Equity, inclusion, and diversity (EID) are core tenets of our internal medicine residency program and Kaiser Permanente. At Kaiser Permanente San Francisco, we serve an urban patient population with tremendous socioeconomic, ethnic, gender and cultural diversity. Thus, we seek residents from a variety of backgrounds, life experiences, and nontraditional paths with the goal of training the next generation of physicians to better reflect the needs of our patient population, including the health disparities and social injustices that exist today.
To meet these goals, we have made deliberate changes within our residency program, which include:
- Formation of a Resident Diversity Committee (including residents and faculty) to strengthen pipelines for outreach and recruitment to the program; improve equity and address health disparities in patient care; educate resident and faculty on EID resources, and examine the hospital and clinic environments to ensure an inclusive workplace.

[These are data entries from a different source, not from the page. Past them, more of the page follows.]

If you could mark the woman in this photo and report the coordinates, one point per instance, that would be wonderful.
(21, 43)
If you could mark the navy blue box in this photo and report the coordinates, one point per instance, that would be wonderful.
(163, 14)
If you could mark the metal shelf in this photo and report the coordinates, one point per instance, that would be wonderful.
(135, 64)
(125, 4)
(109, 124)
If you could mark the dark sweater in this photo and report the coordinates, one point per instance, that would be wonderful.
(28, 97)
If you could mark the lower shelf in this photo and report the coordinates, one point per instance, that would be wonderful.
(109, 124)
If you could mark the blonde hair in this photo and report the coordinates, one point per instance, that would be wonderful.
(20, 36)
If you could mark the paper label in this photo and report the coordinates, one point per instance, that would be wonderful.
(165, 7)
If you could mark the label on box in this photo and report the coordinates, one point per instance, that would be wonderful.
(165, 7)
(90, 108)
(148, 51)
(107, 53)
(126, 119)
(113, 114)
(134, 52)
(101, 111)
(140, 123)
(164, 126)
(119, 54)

- Participation in outreach efforts with organizations such as the Student National Medical Association and the Latino Medical Student Organization. We also host medical students in the Kaiser Permanente Introduction to Integrated Health Care.
- A commitment to a holistic review of applicants to support the pipeline of diverse physicians in medicine. We also have resident and core faculty-led quality improvement projects that seek to promote the recruitment of a diverse internal medicine resident workforce.

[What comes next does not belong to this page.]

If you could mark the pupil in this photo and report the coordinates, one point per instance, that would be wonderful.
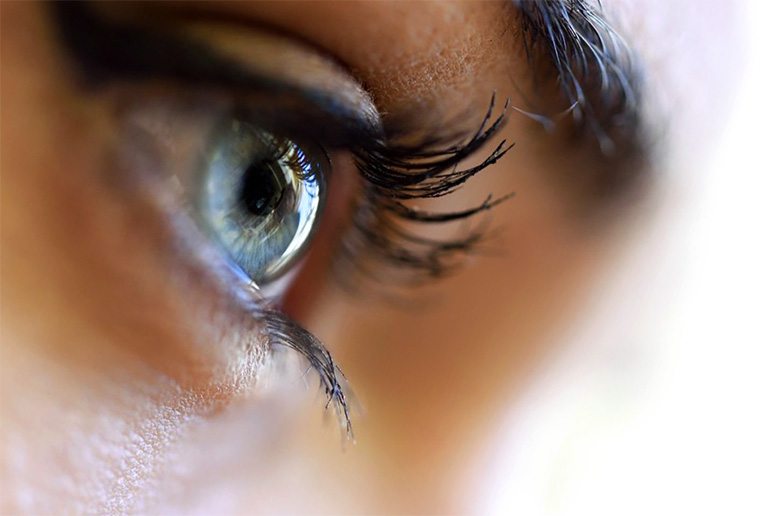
(260, 191)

- Supporting and mentoring our residents from underrepresented in medicine groups. Dr. Sandra Torrente, Director of Medication Education, and Dr. Amber Wheeler, core faculty and subspecialty education lead, are active members in Kaiser Permanente San Francisco’s Equity Task Force.

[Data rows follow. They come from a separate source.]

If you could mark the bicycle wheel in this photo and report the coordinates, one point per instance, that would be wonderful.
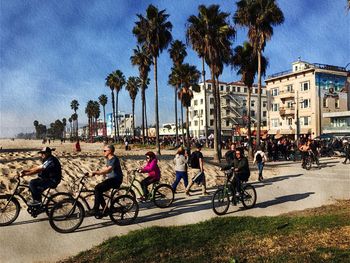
(248, 196)
(66, 216)
(54, 199)
(124, 209)
(9, 210)
(163, 195)
(220, 202)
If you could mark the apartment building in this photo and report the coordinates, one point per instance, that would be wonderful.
(233, 103)
(298, 98)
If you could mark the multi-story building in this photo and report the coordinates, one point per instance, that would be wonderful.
(299, 97)
(233, 104)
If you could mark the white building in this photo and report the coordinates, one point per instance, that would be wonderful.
(233, 103)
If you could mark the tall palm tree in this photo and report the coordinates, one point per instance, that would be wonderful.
(216, 34)
(189, 76)
(259, 16)
(110, 82)
(118, 85)
(132, 86)
(75, 106)
(177, 53)
(103, 101)
(143, 60)
(154, 32)
(245, 60)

- Creating and maintaining a tailored EID Curriculum to meet the current needs of physicians in training.
In response to the racial injustices in America, highlighted by the killing of George Floyd and others, our residency program is working to further explore ways in which we can address these inequalities as physicians. Our residents participate in a regional Kaiser White Coats for Black Lives, engage in safe space discussions to share personal experiences of racism and discrimination, and attend grand rounds presentations that specifically address health disparities, implicit bias, trauma-informed care, microaggressions in healthcare, etc.
We hope to cultivate a community of physicians and leaders with cultural humility who are engaged and dedicated to improving the health disparities and injustices affecting our patients.
In San Francisco, non-Hispanic whites comprise less than half of the population and nearly half of all households speak a language other than English at home. In addition to our patients with traditional Kaiser health coverage, we care for more Medicare patients than any other health system, many of whom have multiple complex medical conditions. Homelessness, substance use disorders, food/housing insecurity, and low health literacy are common challenges for our patients, which we work to address through a multidisciplinary approach in our fully integrated health care system.
We also think it is important that our residents experience other health care settings and thus encourage electives outside of our system. All second-year residents spend two weeks rotating in the emergency department at San Francisco General Hospital. Residents care for uninsured patients at the Clinic By The Bay weekly during their month-long Ambulatory elective, and next year, our residents will work in a community FQHC setting under the supervision of our Community Medicine fellow. Lastly, we encourage interested residents to pursue away rotations at other institutions or international medical experiences through the KP Global Health Program.